Major general Zhong Yuzheng, an analytical chemistry professor at
the Basic Courses Department of the PLA Antichemical Warfare Command Engineering Institute under the Headquarters of the General Staff, was born in 1930 in Guangdong and joined the army in 1950. She studied in succession in the Medical Department of the National Central University in Nanjing, the Chemical Department of the Jingling Women's Liberal Arts and Science College in Nanjing, the Chemical Servicemen's School of the Chinese People's Liberation Army, and the Chemical Department Of Beijing University. She has also taught in succession in the Chemical Department of Beijing University, the Chemical Servicemen's School, the 6th Department of the Harbin military Engineering College and the Antichemical Warfare Command Engineering Institute. She is the only woman general working in the special technology sector of the PLA. From 1991 on, Zhong has three times led a delegation of China's Chemical experts to the second, third and fourth rounds of verification and comparison experiments organized by the Special Committee for Chemical Weapons under the United Nations Disarmament Commission. In 1993 she was promoted to the rank of major general.

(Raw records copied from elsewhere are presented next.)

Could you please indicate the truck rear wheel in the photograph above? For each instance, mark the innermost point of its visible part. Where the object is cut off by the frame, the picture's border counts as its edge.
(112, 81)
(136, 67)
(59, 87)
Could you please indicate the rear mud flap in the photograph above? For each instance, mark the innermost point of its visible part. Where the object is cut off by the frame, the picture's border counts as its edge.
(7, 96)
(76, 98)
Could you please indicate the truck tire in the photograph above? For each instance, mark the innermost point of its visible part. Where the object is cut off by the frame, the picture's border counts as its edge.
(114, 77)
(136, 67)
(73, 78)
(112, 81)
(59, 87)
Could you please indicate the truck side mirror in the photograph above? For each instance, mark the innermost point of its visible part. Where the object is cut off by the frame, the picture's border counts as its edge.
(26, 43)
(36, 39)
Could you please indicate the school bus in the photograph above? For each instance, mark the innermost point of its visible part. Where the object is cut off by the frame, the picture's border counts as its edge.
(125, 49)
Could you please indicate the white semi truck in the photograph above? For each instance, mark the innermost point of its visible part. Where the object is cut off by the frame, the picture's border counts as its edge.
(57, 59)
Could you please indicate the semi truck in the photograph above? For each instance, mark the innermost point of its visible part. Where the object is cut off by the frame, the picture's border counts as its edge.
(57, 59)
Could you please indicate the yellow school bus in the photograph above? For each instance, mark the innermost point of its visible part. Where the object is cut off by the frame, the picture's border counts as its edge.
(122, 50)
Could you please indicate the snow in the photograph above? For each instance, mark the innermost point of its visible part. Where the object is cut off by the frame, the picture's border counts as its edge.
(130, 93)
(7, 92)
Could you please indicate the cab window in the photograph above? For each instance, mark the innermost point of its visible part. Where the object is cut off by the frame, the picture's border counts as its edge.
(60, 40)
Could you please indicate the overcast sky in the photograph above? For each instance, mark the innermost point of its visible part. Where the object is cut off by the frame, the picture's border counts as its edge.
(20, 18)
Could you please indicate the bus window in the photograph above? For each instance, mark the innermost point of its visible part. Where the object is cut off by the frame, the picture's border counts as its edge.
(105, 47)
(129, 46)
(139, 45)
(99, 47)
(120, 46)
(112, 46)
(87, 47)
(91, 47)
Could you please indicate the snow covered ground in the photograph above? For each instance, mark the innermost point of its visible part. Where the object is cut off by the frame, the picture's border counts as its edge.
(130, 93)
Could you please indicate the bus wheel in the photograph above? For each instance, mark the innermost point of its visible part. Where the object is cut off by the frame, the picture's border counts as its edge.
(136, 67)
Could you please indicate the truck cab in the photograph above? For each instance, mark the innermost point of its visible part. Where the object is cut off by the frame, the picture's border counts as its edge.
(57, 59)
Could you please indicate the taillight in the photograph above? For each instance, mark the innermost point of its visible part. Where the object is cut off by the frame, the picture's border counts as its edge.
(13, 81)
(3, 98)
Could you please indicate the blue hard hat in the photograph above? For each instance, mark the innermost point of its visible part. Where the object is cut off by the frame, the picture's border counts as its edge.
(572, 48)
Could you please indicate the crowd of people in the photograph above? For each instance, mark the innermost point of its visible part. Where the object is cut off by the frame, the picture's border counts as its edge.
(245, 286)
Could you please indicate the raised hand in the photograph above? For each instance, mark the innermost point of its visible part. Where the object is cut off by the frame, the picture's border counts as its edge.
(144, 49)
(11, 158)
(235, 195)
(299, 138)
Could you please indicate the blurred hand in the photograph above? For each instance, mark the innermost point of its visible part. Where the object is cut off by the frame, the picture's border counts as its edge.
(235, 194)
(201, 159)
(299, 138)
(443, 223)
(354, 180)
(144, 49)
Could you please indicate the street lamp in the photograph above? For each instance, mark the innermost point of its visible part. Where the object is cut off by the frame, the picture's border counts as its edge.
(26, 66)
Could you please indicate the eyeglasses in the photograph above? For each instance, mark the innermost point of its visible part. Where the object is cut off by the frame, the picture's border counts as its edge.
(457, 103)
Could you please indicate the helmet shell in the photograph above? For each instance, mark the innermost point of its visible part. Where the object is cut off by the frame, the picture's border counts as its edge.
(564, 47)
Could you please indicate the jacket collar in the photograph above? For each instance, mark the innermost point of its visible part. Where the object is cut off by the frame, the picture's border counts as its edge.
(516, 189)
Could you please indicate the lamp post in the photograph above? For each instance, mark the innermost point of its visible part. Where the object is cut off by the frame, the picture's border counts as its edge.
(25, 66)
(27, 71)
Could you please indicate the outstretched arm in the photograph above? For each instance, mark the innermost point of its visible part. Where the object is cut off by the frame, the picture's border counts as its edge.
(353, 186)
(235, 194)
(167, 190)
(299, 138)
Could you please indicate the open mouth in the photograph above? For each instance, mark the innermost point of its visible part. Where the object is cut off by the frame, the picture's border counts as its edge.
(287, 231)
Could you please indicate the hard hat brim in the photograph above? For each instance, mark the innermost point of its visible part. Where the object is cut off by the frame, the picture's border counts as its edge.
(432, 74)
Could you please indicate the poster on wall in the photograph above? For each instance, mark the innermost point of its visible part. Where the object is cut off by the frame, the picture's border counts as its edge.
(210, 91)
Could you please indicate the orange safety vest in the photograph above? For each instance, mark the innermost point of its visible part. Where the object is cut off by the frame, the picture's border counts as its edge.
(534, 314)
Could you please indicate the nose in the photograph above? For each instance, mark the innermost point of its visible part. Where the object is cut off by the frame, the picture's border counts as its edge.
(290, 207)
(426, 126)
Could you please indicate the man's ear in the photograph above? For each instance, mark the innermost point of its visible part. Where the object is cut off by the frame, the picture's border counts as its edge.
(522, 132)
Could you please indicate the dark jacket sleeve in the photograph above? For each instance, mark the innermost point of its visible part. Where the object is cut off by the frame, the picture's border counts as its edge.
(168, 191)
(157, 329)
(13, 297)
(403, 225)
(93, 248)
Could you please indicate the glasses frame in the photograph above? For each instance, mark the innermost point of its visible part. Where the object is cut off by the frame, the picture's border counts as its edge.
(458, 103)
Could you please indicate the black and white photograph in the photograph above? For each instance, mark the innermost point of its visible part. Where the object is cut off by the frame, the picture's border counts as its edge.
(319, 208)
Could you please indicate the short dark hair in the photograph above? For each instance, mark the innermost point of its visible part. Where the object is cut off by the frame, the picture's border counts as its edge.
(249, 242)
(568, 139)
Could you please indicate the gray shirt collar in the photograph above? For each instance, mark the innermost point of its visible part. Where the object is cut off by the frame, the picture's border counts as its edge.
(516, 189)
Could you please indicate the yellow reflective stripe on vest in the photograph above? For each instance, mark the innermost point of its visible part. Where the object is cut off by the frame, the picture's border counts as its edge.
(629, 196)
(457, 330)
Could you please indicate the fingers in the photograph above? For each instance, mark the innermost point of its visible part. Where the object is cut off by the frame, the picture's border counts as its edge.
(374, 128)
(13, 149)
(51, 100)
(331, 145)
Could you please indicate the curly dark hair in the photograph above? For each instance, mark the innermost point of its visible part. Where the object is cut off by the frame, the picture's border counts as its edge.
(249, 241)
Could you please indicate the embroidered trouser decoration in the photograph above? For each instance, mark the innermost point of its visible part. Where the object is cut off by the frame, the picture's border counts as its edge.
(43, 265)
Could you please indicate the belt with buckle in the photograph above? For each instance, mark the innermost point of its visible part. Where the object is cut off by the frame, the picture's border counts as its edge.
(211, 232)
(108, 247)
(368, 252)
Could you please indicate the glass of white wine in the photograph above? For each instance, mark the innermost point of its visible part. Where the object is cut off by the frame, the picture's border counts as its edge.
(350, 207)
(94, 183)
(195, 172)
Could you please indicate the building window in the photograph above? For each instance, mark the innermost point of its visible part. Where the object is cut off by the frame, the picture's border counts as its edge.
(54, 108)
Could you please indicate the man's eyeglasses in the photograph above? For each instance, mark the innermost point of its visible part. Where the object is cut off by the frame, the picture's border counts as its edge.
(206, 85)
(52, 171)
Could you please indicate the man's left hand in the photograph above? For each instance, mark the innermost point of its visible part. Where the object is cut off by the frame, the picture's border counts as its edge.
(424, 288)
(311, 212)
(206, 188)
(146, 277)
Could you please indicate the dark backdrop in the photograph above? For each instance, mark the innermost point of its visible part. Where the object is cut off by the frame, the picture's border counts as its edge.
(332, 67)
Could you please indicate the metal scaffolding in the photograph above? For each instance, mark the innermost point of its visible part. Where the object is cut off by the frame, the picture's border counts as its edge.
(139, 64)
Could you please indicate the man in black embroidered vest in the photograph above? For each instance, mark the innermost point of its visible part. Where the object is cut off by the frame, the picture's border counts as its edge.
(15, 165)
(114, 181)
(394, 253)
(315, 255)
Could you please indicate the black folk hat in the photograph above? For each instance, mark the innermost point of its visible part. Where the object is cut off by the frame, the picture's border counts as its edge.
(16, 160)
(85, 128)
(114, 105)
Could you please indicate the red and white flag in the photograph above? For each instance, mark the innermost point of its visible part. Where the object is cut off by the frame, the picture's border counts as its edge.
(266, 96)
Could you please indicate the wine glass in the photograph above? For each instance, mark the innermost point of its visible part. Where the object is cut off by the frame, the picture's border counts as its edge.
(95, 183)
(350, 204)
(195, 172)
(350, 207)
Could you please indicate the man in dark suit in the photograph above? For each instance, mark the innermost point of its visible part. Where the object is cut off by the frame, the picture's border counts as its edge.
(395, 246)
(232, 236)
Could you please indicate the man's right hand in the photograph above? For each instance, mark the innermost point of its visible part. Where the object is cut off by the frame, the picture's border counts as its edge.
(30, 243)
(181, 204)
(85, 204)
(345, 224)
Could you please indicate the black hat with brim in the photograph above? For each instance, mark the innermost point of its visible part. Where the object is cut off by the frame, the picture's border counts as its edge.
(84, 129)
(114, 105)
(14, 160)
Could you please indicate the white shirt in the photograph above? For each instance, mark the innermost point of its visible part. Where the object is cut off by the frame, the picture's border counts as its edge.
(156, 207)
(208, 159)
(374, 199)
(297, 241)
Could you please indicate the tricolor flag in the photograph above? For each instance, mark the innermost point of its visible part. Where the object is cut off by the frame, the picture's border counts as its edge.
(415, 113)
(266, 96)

Major general Zhao Fuhuan, vice-president of the Academy of Military Medical Science, was born in Nov. 1942 in Tianjin and graduated from Tianjin Medical College in 1965. In the 70's she started fairly early domestic studies of viruses in water, was in charge of and completed studies of microorganisms in water, such as the effect evaluation index of sterilizing viruses in water with F2 bacteriophage and its concentration check method. In the 80s, during her tenure of office of director of the Environmental Medicine Research Institute of Hygienics of the Academy, Chao Fuhuan was in charge of and completed studies on bacteria monitor cabinets of the armed forces' water quality, measures of applied techniques for improvement of the armed forces' drinking water, and microorganism monitor cabinets of the armed forces' food. She was awarded for four times respectively prizes for progress in science and technology at the army and national levels. Altogether she has written 32 theses and one monograph Armed Forces Water-Supply Hygienics. She is a director of the Chinese Preventive Medicine Association and a director of the Chinese Microorganism Association. In 1994 she was promoted to the rank of major general.